From 1882 to 1890, he taught Public Law, Statistics and Administration Science at the Imperial University of Tokyo and was also an adviser to the Japanese Ministry of Agriculture and Commerce.

In 1892, Rathgen passed his habilitation at the Friedrich Wilhelms University of Berlin and the following years was appointed extraordinary, in 1895 ordinary Professor of the University of Marburg. From 1900 to 1903, he was temporarily in charge of Max Webers Chair at University of Heidelberg. In 1907, he received funding from the Hamburg Scientific Foundation becomiung a Professor at the newly established Hamburg Colonial Institute the following year. After its transformation into the University of Hamburg in 1919, he took over the chair of Economics, Colonial policy and Public finance and became at the same time its first Chancellor.
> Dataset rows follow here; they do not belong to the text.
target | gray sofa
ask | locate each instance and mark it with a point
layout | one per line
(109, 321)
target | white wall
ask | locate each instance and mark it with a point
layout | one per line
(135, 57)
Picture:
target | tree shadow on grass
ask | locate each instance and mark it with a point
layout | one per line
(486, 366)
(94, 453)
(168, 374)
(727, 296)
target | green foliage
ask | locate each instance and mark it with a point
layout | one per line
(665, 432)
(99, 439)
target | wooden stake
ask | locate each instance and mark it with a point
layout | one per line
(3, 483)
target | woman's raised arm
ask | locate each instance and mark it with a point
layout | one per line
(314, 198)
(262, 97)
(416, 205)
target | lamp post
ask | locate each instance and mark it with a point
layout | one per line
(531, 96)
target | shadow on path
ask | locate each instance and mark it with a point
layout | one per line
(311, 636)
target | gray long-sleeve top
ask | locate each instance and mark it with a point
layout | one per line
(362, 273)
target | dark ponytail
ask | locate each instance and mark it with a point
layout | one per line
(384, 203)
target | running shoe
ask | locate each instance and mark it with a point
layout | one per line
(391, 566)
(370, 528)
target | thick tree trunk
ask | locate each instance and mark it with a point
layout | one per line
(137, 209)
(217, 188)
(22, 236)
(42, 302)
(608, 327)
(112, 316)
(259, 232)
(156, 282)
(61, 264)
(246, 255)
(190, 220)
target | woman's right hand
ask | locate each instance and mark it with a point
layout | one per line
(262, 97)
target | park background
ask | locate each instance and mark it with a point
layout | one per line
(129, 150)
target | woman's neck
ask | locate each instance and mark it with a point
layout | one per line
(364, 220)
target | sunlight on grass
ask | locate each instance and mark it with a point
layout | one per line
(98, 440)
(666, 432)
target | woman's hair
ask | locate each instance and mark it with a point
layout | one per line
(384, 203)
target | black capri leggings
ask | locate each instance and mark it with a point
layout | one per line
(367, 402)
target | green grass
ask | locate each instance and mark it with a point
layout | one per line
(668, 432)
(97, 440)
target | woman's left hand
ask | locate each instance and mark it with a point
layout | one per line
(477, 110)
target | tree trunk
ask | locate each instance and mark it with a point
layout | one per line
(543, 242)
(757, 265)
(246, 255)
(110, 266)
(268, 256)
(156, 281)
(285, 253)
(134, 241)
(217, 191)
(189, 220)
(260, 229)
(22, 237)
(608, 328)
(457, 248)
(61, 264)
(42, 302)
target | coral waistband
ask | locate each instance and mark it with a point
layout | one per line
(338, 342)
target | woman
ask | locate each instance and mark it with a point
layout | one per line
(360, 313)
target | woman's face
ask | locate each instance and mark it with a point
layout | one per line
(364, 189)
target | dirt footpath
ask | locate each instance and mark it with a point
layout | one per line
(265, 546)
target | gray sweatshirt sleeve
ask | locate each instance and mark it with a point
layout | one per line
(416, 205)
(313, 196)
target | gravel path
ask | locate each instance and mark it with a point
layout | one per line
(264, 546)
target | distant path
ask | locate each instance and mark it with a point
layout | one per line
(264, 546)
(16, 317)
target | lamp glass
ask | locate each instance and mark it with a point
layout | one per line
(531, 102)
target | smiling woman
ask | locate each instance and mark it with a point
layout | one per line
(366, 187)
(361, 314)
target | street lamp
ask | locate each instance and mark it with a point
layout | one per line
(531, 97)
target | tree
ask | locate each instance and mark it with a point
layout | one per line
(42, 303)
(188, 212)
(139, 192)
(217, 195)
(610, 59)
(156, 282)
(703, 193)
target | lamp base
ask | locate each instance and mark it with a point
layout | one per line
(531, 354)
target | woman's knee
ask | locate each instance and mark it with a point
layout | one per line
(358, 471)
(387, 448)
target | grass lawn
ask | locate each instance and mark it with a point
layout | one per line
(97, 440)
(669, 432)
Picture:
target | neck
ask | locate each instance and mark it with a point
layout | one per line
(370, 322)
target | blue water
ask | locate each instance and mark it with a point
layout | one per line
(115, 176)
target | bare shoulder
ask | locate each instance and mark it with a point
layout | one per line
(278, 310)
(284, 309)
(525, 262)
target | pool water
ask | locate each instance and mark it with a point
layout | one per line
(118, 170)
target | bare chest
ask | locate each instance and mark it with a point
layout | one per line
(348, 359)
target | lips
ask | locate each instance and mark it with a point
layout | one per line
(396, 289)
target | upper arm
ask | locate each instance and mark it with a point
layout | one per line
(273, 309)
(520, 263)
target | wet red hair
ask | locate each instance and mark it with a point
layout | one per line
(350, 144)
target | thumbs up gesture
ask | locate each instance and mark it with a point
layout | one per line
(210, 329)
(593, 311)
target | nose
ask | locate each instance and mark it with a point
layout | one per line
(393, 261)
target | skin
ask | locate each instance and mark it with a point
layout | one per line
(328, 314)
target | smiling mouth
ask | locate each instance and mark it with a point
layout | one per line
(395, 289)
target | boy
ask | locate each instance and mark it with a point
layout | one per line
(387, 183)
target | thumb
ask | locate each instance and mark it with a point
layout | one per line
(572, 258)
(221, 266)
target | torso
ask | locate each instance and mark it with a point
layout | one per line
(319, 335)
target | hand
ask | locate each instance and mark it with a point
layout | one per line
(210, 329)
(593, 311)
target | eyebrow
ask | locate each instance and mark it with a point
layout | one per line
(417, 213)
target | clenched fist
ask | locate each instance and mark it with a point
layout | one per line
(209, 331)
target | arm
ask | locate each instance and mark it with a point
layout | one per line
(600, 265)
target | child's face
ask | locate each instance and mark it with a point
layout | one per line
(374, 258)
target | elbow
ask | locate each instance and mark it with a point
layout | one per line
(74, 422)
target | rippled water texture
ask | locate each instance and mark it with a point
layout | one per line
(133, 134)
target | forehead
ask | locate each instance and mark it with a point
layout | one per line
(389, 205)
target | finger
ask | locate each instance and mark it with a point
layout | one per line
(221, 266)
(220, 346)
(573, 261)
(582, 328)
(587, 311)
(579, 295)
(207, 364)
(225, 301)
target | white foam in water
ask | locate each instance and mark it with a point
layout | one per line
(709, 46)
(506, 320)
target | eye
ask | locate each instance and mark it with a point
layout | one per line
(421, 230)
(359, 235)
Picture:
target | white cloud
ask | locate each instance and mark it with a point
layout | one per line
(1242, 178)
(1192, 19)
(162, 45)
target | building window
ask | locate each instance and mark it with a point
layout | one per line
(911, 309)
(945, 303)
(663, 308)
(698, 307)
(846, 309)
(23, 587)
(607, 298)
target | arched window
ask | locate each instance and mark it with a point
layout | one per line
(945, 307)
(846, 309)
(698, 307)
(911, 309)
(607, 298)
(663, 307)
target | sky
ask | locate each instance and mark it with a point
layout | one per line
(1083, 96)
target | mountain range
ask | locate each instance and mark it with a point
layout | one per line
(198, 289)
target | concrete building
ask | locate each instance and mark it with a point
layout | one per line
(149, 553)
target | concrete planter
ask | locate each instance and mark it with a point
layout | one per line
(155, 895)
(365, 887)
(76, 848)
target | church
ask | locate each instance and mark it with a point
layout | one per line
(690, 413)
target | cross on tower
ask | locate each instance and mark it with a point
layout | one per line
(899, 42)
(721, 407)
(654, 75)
From 1913 to 1914, Rathgen taught as an Exchange Professor at Columbia University in New York.

He mostly came out with publications on Japan and had a great impact on German perception of the economic development of Japan.

==Works==
Among others:
- Japans Volkswirtschaft und Staatshaushalt (Japan's Economy and state budget). Leipzig: Duncker & Humblot 1891
- Die Japaner und ihre wirtschaftliche Entwicklung (The Japanese and their economic development). Leipzig: Teubner 1905.
- Staat und Kultur der Japaner (State and Culture of the Japanese). Bielefeld, Leipzig: Velhagen & Klasing 1907.
- Die Japaner in der Weltwirtschaft (The Japanese in the World Economy). Leipzig: Teubner 1911.